Rather than using the stilted, authoritative single-voice narration that was typical of such 'promotion documentaries' at the time, Mason and Lee opted for a strikingly reflexive approach, using a lively (and frequently tongue-in-cheek) multi-voice narration, which is introduced through the dramatic device of a production planning meeting between the film's Producer-in-Chief (Alexander Archdale), the director (Alastair Smart) and the screenwriter (Livermore). This allowed the film to become an ironic critique of itself, humorously examining the mechanics of "documentary" film construction, and the competing pressures and choices that faced filmmakers when creating such films. It also gently parodied Lee and Mason's own situation as "young turks" charged with turning out what were in essence "production-line" propaganda films for a hidebound government department.

The film won one of the two Gold Medals given out at the 1965 Australian Film Institute Awards while winning the Travel Award. It also won the Australian National Travel Association's Award for Travel Films Jedda Award, the Kodak Award for Best Colour Photography medallion and the Australian Cinematographers' Society Awards plaque at the ceremony.

Colin Bennett from the Age wrote "After years and years of making cliche-ridden P.R. films about Australia, the Commonwealth Film Unit and the National Film Board have finally plucked up courage to "take the mickey" out of cliche-ridden P.R. films about Australia." He goes on to say "This short film, then, is not only enjoyable.

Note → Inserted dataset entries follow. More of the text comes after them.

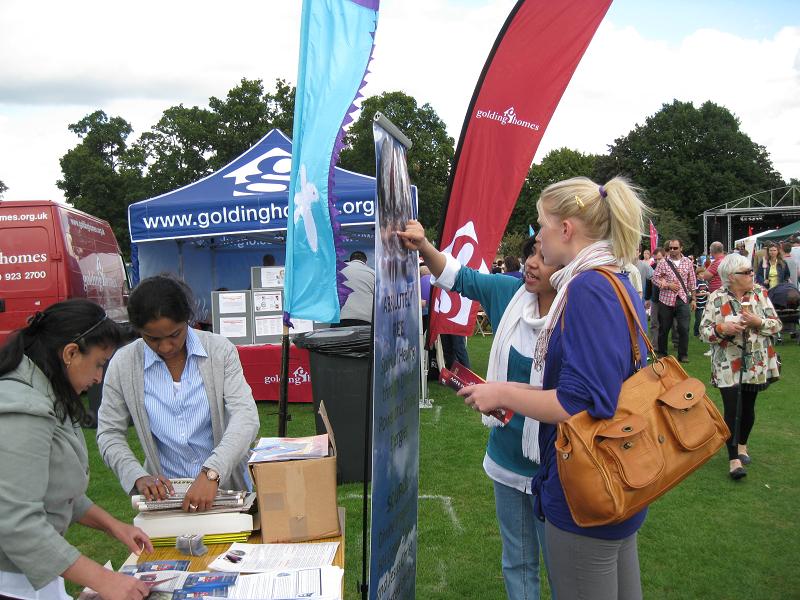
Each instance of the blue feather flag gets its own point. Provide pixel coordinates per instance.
(336, 42)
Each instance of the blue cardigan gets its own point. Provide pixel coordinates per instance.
(586, 365)
(494, 292)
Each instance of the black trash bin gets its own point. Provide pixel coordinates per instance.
(339, 360)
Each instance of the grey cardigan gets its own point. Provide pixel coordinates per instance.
(234, 418)
(44, 472)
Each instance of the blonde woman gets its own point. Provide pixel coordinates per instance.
(581, 225)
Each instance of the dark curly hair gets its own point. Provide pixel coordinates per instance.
(157, 297)
(76, 321)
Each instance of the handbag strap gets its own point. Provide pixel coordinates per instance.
(630, 315)
(680, 279)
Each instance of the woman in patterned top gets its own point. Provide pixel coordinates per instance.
(733, 328)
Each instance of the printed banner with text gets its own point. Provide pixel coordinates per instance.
(396, 383)
(523, 79)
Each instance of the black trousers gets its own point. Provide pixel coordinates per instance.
(748, 416)
(681, 311)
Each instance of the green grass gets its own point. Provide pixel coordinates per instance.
(710, 538)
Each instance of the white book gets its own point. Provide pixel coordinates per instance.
(168, 524)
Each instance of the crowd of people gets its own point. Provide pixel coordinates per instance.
(560, 346)
(184, 391)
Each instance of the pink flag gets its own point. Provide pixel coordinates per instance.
(653, 238)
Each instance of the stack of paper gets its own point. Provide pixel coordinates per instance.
(278, 449)
(259, 558)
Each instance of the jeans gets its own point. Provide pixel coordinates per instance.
(522, 535)
(698, 316)
(666, 314)
(585, 568)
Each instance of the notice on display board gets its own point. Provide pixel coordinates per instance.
(267, 301)
(233, 327)
(272, 276)
(271, 325)
(232, 303)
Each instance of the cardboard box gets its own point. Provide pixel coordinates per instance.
(297, 498)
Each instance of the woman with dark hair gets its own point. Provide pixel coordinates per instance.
(587, 346)
(44, 473)
(185, 393)
(517, 309)
(772, 270)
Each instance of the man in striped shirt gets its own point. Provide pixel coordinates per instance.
(675, 279)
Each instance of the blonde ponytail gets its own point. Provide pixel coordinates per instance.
(612, 212)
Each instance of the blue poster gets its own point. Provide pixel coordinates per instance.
(396, 383)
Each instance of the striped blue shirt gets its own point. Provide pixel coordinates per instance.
(180, 416)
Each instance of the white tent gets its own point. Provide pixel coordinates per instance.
(750, 241)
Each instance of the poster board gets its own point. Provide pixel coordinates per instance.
(232, 315)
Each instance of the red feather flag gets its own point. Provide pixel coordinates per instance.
(523, 80)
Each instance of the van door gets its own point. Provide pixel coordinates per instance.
(28, 268)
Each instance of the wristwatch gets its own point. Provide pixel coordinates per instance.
(211, 474)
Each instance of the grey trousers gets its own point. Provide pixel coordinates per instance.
(588, 568)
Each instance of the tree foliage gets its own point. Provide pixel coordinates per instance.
(188, 144)
(670, 226)
(511, 244)
(557, 165)
(101, 174)
(690, 159)
(429, 158)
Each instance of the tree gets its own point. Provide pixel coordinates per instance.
(690, 159)
(101, 175)
(188, 144)
(429, 158)
(246, 115)
(511, 244)
(556, 166)
(672, 227)
(177, 148)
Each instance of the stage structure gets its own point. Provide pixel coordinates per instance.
(769, 209)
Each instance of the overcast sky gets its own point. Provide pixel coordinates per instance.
(60, 61)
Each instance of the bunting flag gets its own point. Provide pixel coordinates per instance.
(523, 79)
(653, 238)
(336, 42)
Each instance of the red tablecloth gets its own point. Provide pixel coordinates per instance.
(262, 369)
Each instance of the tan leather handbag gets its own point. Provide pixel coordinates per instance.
(664, 428)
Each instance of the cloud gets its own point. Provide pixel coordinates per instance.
(624, 78)
(60, 61)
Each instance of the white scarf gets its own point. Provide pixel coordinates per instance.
(598, 254)
(521, 318)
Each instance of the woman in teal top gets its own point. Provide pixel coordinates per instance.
(45, 467)
(517, 310)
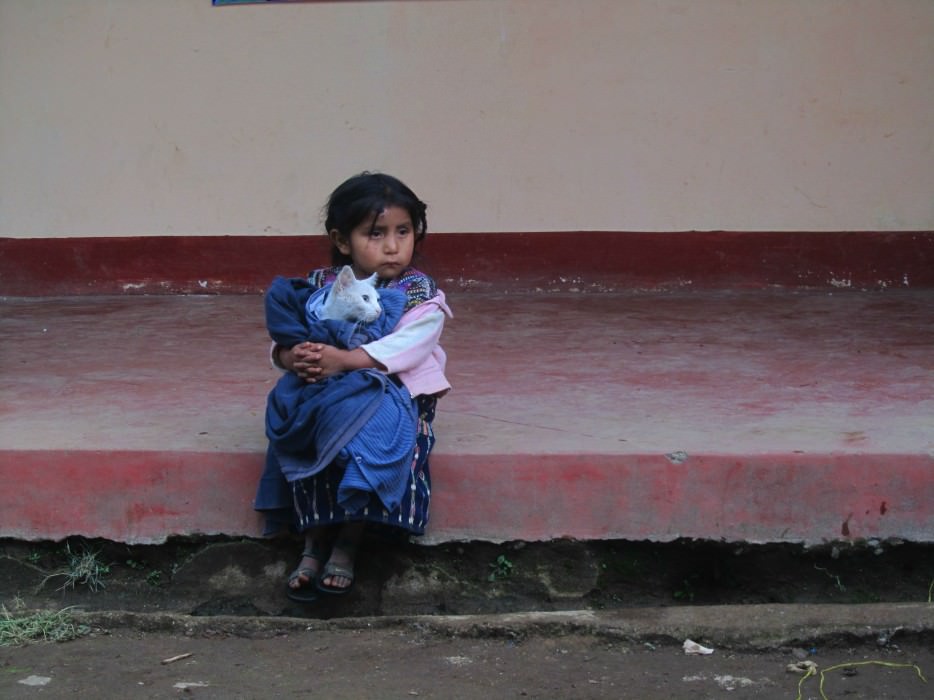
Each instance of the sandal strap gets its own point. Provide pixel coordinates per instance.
(331, 570)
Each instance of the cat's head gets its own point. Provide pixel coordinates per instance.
(354, 300)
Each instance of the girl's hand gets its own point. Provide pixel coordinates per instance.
(302, 359)
(332, 360)
(316, 361)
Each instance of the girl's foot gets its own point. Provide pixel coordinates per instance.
(302, 582)
(337, 576)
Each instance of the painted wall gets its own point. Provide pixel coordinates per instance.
(122, 117)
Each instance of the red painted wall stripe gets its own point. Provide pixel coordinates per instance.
(582, 260)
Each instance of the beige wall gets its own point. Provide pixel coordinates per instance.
(133, 117)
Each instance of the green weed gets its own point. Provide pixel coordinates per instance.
(501, 568)
(45, 626)
(83, 567)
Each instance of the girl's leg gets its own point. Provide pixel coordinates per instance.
(317, 546)
(338, 572)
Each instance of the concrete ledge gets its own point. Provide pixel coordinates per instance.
(728, 626)
(745, 416)
(146, 497)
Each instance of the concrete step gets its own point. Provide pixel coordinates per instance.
(759, 416)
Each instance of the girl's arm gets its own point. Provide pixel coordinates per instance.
(413, 341)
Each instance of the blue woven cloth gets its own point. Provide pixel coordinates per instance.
(362, 420)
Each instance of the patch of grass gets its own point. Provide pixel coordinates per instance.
(17, 629)
(838, 584)
(84, 567)
(686, 592)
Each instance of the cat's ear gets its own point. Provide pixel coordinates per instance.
(345, 277)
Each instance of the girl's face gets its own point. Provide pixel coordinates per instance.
(384, 246)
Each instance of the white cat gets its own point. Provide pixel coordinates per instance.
(350, 299)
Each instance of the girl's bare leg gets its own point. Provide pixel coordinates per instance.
(344, 553)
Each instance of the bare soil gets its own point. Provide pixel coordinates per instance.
(200, 579)
(246, 577)
(410, 663)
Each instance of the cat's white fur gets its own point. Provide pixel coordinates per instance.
(350, 299)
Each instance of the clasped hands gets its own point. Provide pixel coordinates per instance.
(316, 361)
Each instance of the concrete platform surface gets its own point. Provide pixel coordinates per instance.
(761, 416)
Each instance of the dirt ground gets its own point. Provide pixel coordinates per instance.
(411, 663)
(246, 577)
(202, 579)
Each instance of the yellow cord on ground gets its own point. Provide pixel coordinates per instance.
(813, 672)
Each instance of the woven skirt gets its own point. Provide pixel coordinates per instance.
(315, 498)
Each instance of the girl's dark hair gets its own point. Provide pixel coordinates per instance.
(364, 195)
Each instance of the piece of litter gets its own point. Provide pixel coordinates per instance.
(692, 647)
(36, 680)
(801, 667)
(173, 659)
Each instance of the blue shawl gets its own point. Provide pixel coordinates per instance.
(364, 420)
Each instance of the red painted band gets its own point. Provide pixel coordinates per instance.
(581, 260)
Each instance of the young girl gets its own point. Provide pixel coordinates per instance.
(375, 224)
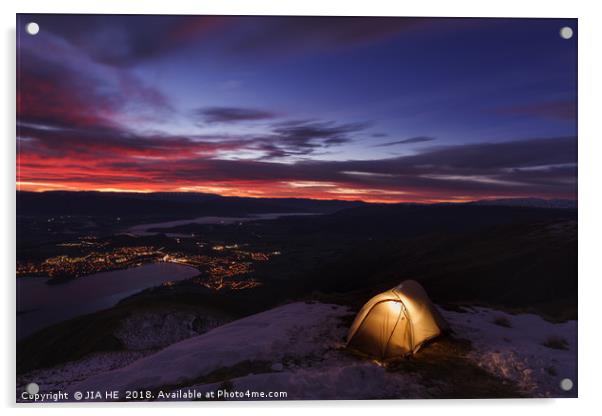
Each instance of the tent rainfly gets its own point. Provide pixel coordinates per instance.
(396, 322)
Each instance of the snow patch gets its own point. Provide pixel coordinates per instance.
(517, 352)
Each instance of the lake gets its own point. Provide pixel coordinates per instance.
(40, 305)
(144, 229)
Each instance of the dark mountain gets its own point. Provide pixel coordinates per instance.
(530, 202)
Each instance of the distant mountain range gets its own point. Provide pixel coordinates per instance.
(185, 205)
(530, 202)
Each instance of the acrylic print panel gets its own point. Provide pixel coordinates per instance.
(283, 208)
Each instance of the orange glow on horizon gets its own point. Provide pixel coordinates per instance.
(255, 190)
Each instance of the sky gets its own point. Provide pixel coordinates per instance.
(382, 109)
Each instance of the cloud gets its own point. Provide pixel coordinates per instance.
(66, 89)
(126, 40)
(232, 114)
(531, 167)
(411, 140)
(561, 109)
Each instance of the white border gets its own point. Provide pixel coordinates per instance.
(590, 140)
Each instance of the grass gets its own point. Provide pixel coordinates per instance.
(555, 342)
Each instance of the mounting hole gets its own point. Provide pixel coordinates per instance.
(566, 384)
(566, 32)
(32, 28)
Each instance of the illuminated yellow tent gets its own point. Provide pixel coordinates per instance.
(396, 322)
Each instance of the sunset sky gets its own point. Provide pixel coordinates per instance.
(377, 109)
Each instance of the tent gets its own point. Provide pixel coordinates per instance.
(396, 322)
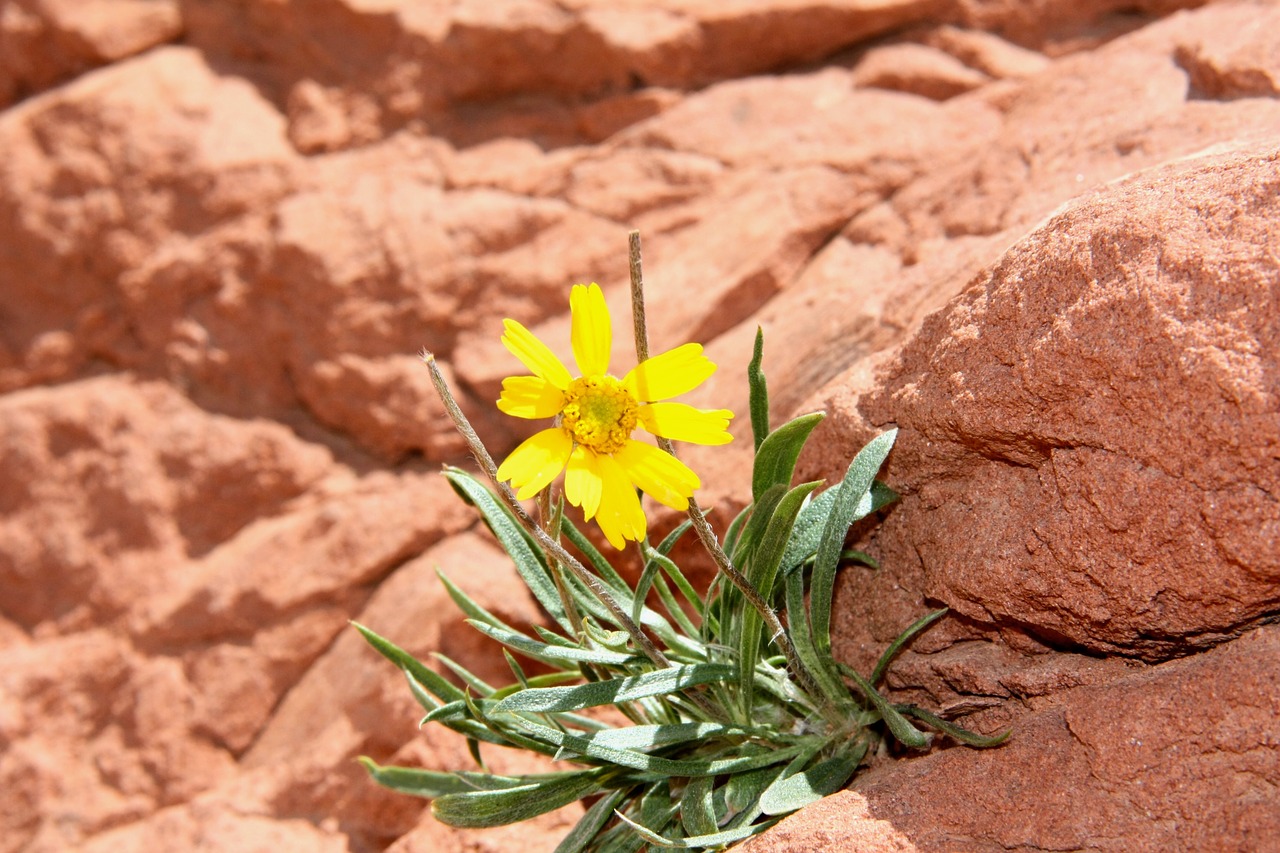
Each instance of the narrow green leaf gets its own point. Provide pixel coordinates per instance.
(759, 392)
(850, 492)
(652, 737)
(899, 726)
(698, 842)
(790, 793)
(513, 804)
(762, 571)
(696, 807)
(798, 626)
(590, 824)
(548, 653)
(434, 783)
(415, 669)
(657, 765)
(467, 605)
(762, 512)
(411, 780)
(776, 460)
(513, 539)
(915, 628)
(615, 690)
(472, 682)
(807, 533)
(952, 730)
(677, 576)
(643, 584)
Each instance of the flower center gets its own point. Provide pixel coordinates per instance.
(599, 413)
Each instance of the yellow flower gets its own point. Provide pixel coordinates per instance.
(597, 414)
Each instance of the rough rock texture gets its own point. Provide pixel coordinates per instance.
(1041, 238)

It is a courageous effort to come from an official unit in the sphere of hidebound Australian film production." The Sydney Morning Herald says "it is a crisp departure from the norm, and a clever way of overcoming the diffulculty of fitting "everything about Australia" (we-ell, nearly everything!) into its brief compass of 28 minutes." When it aired on SBS in 1999 Robin Oliver in the Sydney Morning Herald wrote "The set-up is diabolically corny, a jokey film about a film being made about Australia, a point laboured in the opening credits."